A passport to market access
The official thresholds - more than 50 employees or €10 million balance sheet - may seem far removed from many SMEs. But the reality of the market is different. Large companies subject to NIS2 now have an obligation to secure their entire supply chain. In practical terms, your customers will be asking you for proof of cyber maturity. If you can't provide it, you risk being excluded from tenders. NIS2 compliance is thus becoming a passport to market access, well before being a regulatory constraint. To understand how technological dependence exacerbates these risks on a European scale, see our article on the dependence on the US cloud provides a useful strategic perspective.
Towards proactive cyber-resilience
La cyber resilience is not built by installing yet another tool. It is based on three complementary pillars that must hold together - which the HOT method sums up well: Human, Organisational, Technical.
A three-legged stool
The human element: vigilance and ongoing training for your teams. Organisationally, it means clear procedures, access controls with multi-factor authentication and the crisis management plan tested before it's needed. The technical side is the EDR, the 3-2-1 backup strategy and systematic security updates. If one of these legs is missing, the stool collapses. Resilience is not the absence of attacks, it's your ability to absorb the shock without disrupting the continuity of your service.
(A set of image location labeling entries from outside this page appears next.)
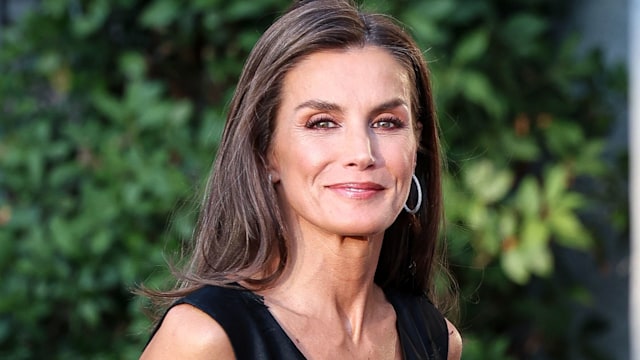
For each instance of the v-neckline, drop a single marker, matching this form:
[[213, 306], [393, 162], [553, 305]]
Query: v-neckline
[[275, 324]]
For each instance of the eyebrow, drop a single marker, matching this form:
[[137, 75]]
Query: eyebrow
[[331, 107]]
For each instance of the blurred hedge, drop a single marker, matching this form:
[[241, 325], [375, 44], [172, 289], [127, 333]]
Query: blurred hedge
[[110, 116]]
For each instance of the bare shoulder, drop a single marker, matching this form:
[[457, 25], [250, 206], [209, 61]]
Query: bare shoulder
[[188, 333], [455, 342]]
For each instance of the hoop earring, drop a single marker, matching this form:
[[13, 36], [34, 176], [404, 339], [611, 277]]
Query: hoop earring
[[417, 207]]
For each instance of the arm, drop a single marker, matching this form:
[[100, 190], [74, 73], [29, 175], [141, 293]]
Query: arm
[[455, 342], [188, 333]]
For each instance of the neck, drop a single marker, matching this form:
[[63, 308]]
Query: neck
[[330, 276]]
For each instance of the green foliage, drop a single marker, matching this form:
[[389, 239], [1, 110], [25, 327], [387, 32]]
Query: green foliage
[[111, 113]]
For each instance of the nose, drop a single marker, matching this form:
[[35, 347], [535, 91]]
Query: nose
[[359, 148]]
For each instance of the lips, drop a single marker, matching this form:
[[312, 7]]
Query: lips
[[359, 190]]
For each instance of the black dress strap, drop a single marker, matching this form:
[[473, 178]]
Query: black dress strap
[[256, 335], [252, 330], [422, 329]]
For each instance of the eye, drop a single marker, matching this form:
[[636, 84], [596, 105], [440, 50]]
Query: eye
[[388, 123], [321, 123]]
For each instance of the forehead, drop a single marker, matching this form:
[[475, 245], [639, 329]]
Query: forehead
[[355, 75]]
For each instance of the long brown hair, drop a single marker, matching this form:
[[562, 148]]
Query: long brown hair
[[240, 229]]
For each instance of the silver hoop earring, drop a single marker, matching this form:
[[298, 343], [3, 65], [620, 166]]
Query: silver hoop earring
[[417, 207]]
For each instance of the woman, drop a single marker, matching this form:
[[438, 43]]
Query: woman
[[318, 235]]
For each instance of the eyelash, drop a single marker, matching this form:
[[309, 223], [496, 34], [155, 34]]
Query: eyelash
[[395, 122]]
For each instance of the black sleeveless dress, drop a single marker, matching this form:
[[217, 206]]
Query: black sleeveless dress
[[256, 335]]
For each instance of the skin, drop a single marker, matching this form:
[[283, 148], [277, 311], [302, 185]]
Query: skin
[[341, 161]]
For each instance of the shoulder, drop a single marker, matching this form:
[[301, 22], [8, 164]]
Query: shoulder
[[455, 342], [188, 333]]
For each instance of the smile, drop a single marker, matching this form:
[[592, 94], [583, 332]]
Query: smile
[[360, 191]]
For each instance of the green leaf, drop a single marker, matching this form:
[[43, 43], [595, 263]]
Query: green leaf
[[160, 13], [133, 65], [471, 47], [514, 266], [569, 231], [528, 199], [85, 25], [555, 183]]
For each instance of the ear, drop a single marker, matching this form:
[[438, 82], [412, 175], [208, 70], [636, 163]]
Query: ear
[[273, 168]]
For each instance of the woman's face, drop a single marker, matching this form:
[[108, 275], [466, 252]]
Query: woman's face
[[344, 146]]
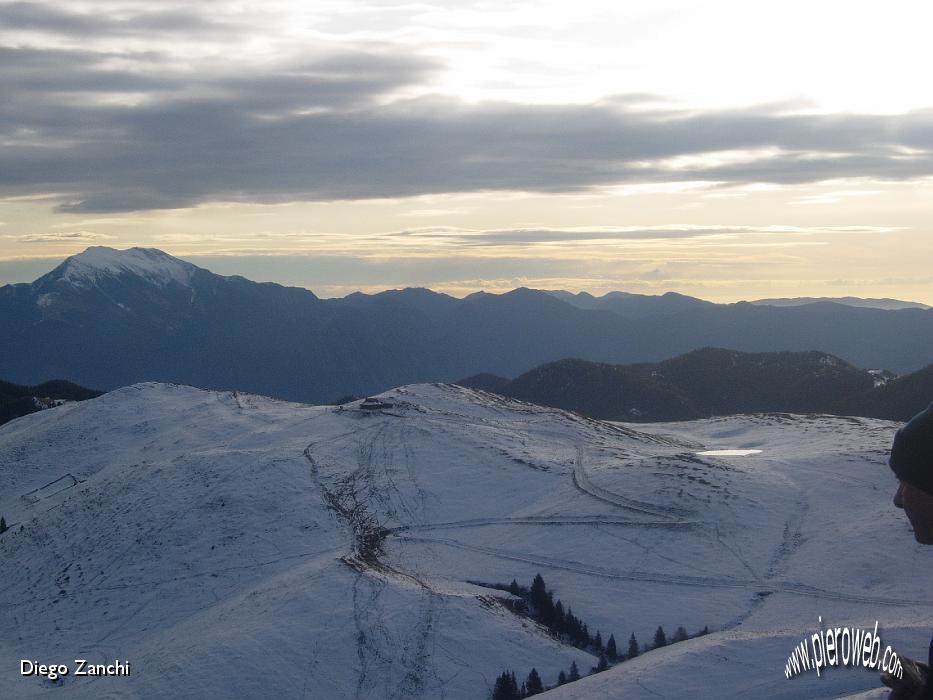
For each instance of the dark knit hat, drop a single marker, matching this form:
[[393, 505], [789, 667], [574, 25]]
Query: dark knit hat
[[912, 452]]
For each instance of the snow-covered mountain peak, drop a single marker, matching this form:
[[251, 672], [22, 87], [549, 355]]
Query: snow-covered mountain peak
[[148, 263]]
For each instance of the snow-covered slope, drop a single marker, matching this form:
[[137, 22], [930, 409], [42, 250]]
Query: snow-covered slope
[[233, 546], [148, 263]]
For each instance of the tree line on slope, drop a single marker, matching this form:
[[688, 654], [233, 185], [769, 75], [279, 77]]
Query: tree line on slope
[[538, 603]]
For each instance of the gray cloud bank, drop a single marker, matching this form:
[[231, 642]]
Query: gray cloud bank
[[120, 131]]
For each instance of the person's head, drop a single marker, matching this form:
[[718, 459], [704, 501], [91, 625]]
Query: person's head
[[912, 462]]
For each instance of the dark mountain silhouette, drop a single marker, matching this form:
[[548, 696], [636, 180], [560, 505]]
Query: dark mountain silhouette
[[699, 384], [889, 304], [898, 399], [17, 400], [107, 318], [635, 306]]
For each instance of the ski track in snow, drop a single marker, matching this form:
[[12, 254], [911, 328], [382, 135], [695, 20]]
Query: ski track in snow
[[382, 478]]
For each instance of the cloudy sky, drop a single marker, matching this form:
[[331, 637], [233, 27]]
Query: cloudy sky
[[725, 148]]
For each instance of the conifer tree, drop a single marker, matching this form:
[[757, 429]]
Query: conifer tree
[[506, 688], [632, 647], [611, 652], [533, 684], [560, 618], [538, 591]]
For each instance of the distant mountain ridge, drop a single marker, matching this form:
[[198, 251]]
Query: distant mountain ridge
[[714, 382], [17, 400], [887, 304], [109, 318]]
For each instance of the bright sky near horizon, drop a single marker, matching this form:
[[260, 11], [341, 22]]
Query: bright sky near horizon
[[725, 149]]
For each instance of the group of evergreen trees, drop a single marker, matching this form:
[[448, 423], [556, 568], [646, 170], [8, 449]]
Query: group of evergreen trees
[[507, 687], [539, 604]]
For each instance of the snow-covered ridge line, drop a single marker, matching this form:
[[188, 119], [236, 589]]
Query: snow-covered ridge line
[[183, 530], [148, 263]]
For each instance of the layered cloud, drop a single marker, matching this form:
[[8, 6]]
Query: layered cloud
[[131, 121]]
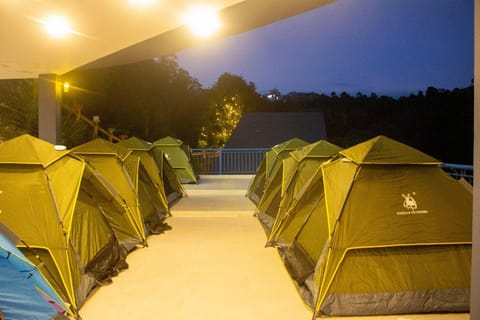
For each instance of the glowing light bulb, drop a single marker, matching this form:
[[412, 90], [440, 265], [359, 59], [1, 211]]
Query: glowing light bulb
[[202, 20]]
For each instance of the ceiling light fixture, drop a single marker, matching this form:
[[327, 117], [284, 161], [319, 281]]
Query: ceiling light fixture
[[203, 21]]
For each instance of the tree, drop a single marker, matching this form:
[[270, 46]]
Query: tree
[[229, 98], [18, 108], [149, 99]]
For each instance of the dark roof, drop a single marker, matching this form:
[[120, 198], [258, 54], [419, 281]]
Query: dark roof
[[266, 129]]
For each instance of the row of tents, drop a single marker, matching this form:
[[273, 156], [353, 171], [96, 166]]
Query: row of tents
[[377, 228], [73, 216]]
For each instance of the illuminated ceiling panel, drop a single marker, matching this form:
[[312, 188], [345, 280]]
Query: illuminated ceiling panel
[[110, 32]]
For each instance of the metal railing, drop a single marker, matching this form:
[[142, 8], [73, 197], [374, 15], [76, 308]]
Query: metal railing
[[246, 161], [227, 160], [459, 171]]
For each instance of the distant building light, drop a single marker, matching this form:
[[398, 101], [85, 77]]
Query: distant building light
[[141, 3], [57, 26]]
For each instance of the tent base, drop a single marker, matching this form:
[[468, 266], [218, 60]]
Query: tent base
[[426, 301]]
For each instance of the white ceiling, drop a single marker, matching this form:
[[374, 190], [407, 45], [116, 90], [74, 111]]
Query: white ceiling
[[109, 32]]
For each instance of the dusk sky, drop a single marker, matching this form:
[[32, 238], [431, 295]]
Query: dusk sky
[[390, 47]]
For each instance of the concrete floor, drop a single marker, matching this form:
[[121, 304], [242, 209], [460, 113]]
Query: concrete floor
[[211, 265]]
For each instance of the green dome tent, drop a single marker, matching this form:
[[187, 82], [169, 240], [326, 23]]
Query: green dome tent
[[25, 293], [121, 172], [178, 155], [380, 229], [48, 201], [299, 164], [273, 157]]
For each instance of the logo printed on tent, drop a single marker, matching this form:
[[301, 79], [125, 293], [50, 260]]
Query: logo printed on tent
[[410, 204]]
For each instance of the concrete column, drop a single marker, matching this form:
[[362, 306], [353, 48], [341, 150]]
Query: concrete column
[[475, 284], [50, 108]]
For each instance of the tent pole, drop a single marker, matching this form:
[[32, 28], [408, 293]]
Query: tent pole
[[49, 108], [475, 282]]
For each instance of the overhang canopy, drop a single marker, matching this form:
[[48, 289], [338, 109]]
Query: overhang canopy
[[113, 32]]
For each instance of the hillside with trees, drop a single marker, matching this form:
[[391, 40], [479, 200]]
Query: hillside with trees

The question to ask yourself now
Could your company survive for 24 hours if, tomorrow morning, your entire information system remained inaccessible? If you don't have an immediate, documented answer to this question, you've found your priority. To assess the state of digital maturity of your organisation in the broadest sense, our article on web and mobile development trends offers a complementary framework for thinking about the technical foundations of a resilient business.